CRA provided a cryptic diagram portraying a borrowing by Canco of, say, $100M from U.S. parent (a C Corp) at, say, 10% interest, with Canco funding the cash interest payments of $10M p.a. through the receipt of those sums as prepayments under agreements for the forward sale of treasury shares by it to a U.S. LLC subsidiary of U.S. parent (which, in turn, funds the payments by LLC under the prepaid forwards by annually contributing $10M to LLC). This arrangement presumably was targeted to not generate interest income in the U.S., and an interest deduction to Canco.

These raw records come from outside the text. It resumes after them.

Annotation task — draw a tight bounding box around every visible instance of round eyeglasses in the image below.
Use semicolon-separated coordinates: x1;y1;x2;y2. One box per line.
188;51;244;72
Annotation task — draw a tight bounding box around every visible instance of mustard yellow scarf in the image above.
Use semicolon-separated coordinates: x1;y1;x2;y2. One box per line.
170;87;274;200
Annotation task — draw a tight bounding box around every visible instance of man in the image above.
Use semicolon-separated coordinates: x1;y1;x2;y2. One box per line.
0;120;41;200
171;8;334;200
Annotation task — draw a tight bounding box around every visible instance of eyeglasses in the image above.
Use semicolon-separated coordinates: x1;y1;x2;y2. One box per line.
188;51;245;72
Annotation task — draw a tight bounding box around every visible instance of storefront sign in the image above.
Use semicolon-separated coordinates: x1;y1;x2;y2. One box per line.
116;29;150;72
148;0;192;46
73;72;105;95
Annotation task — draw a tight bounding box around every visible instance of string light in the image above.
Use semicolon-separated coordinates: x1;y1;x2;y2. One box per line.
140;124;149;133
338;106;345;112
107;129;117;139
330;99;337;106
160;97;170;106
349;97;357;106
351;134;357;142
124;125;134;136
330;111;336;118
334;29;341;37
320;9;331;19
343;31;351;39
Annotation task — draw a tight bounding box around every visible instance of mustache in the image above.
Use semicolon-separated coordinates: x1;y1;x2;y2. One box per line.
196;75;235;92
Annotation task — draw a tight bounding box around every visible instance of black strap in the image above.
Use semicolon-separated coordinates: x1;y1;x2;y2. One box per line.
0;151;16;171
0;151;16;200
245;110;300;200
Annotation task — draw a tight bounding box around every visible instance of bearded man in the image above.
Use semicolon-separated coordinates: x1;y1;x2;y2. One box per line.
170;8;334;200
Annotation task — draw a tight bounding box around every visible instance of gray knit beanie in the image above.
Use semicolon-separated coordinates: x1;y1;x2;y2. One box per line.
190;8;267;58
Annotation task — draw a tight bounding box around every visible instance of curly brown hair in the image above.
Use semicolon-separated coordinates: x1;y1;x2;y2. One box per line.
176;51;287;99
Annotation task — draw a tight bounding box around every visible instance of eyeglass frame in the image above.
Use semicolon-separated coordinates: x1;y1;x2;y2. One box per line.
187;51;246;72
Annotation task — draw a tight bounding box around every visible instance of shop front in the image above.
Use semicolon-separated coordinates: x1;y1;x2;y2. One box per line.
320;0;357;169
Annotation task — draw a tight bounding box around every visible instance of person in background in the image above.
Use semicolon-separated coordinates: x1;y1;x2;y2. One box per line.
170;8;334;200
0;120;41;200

After noting that it had “resolved a file regarding a hybrid mismatch arrangement involving the deduction of non-arm’s length interest in a series of transactions that included a forward subscription agreement (outlined in the diagram …) on the basis that paragraphs 247(2)(b) and (d) … and transfer pricing penalties applied,” CRA stated:
It is the CRA’s general view that such transactions are undertaken primarily to obtain a tax benefit and that they would not be undertaken by parties dealing at arm’s length. When the CRA finds transactions similar to the example …, the Transfer Pricing Review Committee will be consulted regarding the application of paragraphs 247(2)(b) and (d). Where these paragraphs apply, related transfer pricing penalties will generally apply on the basis that taxpayers engaging in this type of tax planning did not use reasonable efforts to use arm’s length prices, terms and conditions in their transfer pricing.